Thought-provoking essay here* by UC Berkeley's Elizabeth Segran critiquing standard pedagogy in Women and Gender Studies courses. She makes a kind of left wing usage of some of the tropes* that accompanied the slow death of theory (and ascendancy of new historicism and now digital humanities/surface reading) from the mid 90's through now.
From my friends who teach these classes, I don't think that Seagran's piece actually works that well as a critique of what is being taught in WGS classes. This being said, it is interesting to think of it in light of the kinds of issues we might teach in practical ethics classes. Too often we either stick to hot button political issues or issues of professional ethics, and ignore some of the most pressing issues that students face, such as hook-up culture, slut shaming, campus sexual assault, the Greek system, college athletics, etc.
I think there's also something to her point that it's just much easier for all sorts of reasons (involving both students and administrators) to teach broader theoretical/jargony issues that people are less antecedently psychologically invested in. A friend of mine who researches and teaches about hook up culture often has to deal with Beavis and Butt-Head types who half the time are mocking him and the other students and who are usually a priori convinced that anything short of an A+ is evidence that they are being graded for their rebarbative views rather than inability to learn the material. It can be a real drag and I doubt that I would have the courage to put myself in his position. Far easier to swim in the Wide Sargasso Sea of the various neologisms that at this point aren't really new anymore. It's relaxing. The water is warm. You get a nice tan.
**Tangentially related to my post a few days ago about the near absolute futility of trying to in some manner ground an emancipatory politics in post Hegelian thinking about identity and difference.
I should probably note that I'm extraordinarily uncomfortable with overly politicizing either theory or the classroom (and my discomfort is both political and theoretical). One of the nice things about reading Badiou and the French historical epistemological tradition this week in Pittsburgh has been to see how important it was to a wide swath of thinkers to make space for relative autonomy of the non-political.
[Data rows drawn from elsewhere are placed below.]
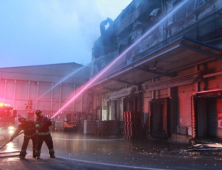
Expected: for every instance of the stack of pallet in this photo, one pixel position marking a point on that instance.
(131, 125)
(90, 127)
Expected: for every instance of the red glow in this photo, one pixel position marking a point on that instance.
(4, 104)
(90, 82)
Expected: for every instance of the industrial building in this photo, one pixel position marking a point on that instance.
(45, 87)
(159, 70)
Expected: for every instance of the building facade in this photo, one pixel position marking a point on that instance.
(44, 87)
(158, 70)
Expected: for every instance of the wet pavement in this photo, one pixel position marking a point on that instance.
(75, 151)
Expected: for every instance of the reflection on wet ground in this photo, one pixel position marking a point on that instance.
(120, 152)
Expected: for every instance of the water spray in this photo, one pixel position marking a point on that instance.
(104, 70)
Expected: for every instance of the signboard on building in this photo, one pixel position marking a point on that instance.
(121, 93)
(173, 82)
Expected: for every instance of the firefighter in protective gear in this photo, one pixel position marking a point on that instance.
(28, 126)
(43, 134)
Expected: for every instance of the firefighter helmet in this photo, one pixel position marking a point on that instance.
(38, 112)
(21, 119)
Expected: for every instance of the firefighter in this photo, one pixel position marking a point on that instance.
(28, 126)
(43, 134)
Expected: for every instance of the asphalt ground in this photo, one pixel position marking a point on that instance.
(107, 155)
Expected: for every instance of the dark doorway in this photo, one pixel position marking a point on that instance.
(159, 118)
(208, 115)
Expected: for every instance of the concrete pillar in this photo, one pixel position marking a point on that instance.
(37, 95)
(14, 92)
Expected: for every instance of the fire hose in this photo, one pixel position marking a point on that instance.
(10, 140)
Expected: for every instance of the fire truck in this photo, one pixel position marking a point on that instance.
(7, 120)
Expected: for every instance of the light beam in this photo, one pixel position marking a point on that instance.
(104, 70)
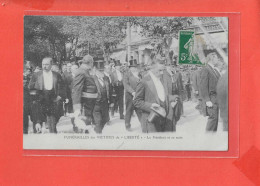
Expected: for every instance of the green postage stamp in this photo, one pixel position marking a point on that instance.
(187, 54)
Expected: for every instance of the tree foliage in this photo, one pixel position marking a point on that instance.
(61, 36)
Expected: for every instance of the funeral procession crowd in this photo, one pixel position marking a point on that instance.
(91, 95)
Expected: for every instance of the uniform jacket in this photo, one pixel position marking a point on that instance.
(81, 82)
(196, 80)
(36, 83)
(146, 94)
(130, 82)
(106, 84)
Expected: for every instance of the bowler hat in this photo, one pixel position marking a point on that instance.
(155, 113)
(160, 59)
(117, 63)
(133, 63)
(87, 59)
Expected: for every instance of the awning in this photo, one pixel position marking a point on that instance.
(143, 47)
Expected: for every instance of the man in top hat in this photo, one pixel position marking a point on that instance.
(153, 98)
(107, 74)
(84, 90)
(101, 109)
(173, 80)
(195, 86)
(131, 79)
(208, 82)
(26, 97)
(48, 87)
(68, 79)
(117, 82)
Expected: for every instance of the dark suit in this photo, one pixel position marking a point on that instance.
(68, 79)
(84, 93)
(46, 107)
(101, 109)
(146, 94)
(130, 84)
(222, 95)
(208, 83)
(195, 86)
(119, 91)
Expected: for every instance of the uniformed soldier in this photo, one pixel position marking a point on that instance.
(84, 90)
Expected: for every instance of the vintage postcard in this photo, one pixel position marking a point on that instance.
(125, 83)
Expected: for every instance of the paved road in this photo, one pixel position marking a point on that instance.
(191, 121)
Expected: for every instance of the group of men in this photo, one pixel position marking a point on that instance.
(90, 93)
(210, 86)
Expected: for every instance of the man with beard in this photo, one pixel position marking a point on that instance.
(49, 88)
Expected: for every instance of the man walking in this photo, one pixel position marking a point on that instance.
(49, 88)
(84, 90)
(117, 82)
(131, 79)
(208, 83)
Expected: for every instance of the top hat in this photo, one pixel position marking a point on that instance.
(133, 63)
(155, 113)
(117, 63)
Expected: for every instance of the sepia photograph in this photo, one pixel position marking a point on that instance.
(125, 83)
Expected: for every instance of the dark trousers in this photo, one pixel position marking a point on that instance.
(130, 109)
(34, 126)
(100, 116)
(25, 123)
(212, 112)
(188, 90)
(52, 122)
(119, 99)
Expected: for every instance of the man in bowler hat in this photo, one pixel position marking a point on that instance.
(117, 82)
(48, 89)
(153, 94)
(84, 90)
(131, 79)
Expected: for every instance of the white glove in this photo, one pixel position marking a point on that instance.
(209, 104)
Given the sometimes near hegemony of Frankfurt school style politicization of everything (which reached its nadir only a few years ago with Alexander Galloway's article on Graham Harman; Levi Bryant got the last word, exposing Galloway's Pythonesque*** logic here), it was extraordinarily refreshing to explore different avenues that are both central to the continental tradition and that take the project of critique seriously.
This being said, part of our job is to help our students be more virtuous in certain ways, and it is some work (albeit not impossible) to square that with the autonomy of the political.